Adam Rayner is The Saint in the direct-to-VOD action reboot with Eliza Dushku and a cameo by Sir Roger Moore (not rated).
Netflix debuts the feature comedy Naked with Marlon Wayans reliving a nightmarish wedding day on a repeating loop (not rated)
Streaming TV: Netflix also snags the U.S. debut of BBC comedy White Gold starring Ed Westwick and Joe Thomas as cutthroat window salesmen in 1980s Essex (6 episodes).
Disney Channel star Shia LeBeouf broke into movies with Holes (2003), the family-friendly adaptation of the award-winning young adult novel. It’s a fitting late-summer film for kids (PG).
More kid stuff: for young children there’s the debut of the animated series True and The Rainbow Kingdom plus Home: Adventures with Tip & Oh: Season 3 and the pun-filled 22-minute LEGO Marvel Super Heroes: Avengers Reassembled! (2015).
The romantic drama The Ticket (2016) stars Dan Stevens as a blind man who regains his vision and loses his way when he throws himself into his work (not rated).
From Britain comes the black comedy Barney Thomson (2016) with Robert Carlyle and Emma Thompson (not rated, with gruesome violence) and historical mini-series To the Ends of the Earth (2005) with Benedict Cumberbatch.
Foreign affairs: After the Storm (Japan, 2017) transforms from dysfunctional comedy about a fractured family to a touching drama of redemption (not rated, with subtitles).
Classics: Peter Sellers and Margaret Rutherford star in the classic British comedy The Smallest Show on Earth (1957) as aging employees of a flea pit cinema (not rated) and the Roy Rogers collection features 28 full-length oaters from the 1930s and 1940s with the singing cowboy star (not rated).
The Complete Superman Collection (1941-1942) collects all 17 gorgeous Superman cartoons produced and directed by the Fleischer Bros. (not rated).
Streaming TV: from the 1960s comes the first seasons of the sitcoms The Beverly Hillbillies, Petticoat Junction, and The Doris Day Show and from the 1980s comes five seasons of the college sitcom A Different World.
Marion Cotillard earned an Oscar nomination for her raw performance as a woman struggling to save her job in Two Days, One Night (Belgium, 2014), directed by the Dardennes Brothers (with subtitles, PG-13). Reviewed on Stream On Demand here.
The second big screen version of the children’s classic Charlotte’s Web (2006) features Dakota Fanning and the voices of Julia Roberts, Steve Buscemi, and Sam Shepard (G).
Streaming TV: new episodes of the comedy Difficult People: Season 3 with Julie Klausner and Billy Eichner arrive every Tuesday. Also new: TruTV series Billy on the Street: Season 5 with Eichner and FX comedy You’re the Worst: Season 3.
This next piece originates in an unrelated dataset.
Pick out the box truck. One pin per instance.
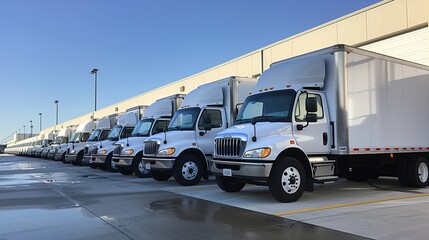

Will Smith is a grieving father in Collateral Beauty (2016), a spiritual drama co-starring Edward Norton, Kate Winslet, and Helen Mirren (PG-13).
The documentary Brillo Box (3¢ Off) considers the value and appeal of art through the journey of an Andy Warhol sculpture from living room decoration to record-breaking auction sale (not rated).
Stand-up: George Lopez: The Wall — Live from Washington, D.C. (not rated).
Arriving Saturday night is the Harry Potter spin-off / prequel Fantastic Beasts and Where to Find Them (2016), which sends British magic scholar New Scamander (Eddie Redmayne) to 1920s New York and unleashes magical creatures into the human world (PG-13).
Hell or High Water (2016) puts the great American anti-hero outlaw story into the modern world of financial crisis and mortgage foreclosure. Jeff Bridges, Chris Pine, and Ben Foster star (R). Reviewed on Stream On Demand here.
Ray Donovan: Season 5 is now underway. New episodes arrive Sunday nights.
FilmStruck / Criterion Channel
Debuting on Criterion Channel is the Tampopo (Japan, 1985), the inventive foodie comedy that billed itself as “a Japanese noodle western” (not rated, with subtitles)
New on FilmStruck are John Huston’s classic “The Man Who Would Be King” (1975) with Sean Connery and Michael Caine (PG) (reviewed on Stream On Demand here) and a collection of films about life in Tel Aviv, including the acclaimed dramas For My Father (Israel, 2008) and Or (My Treasure) (Israel, 2004) (not rated, with subtitles).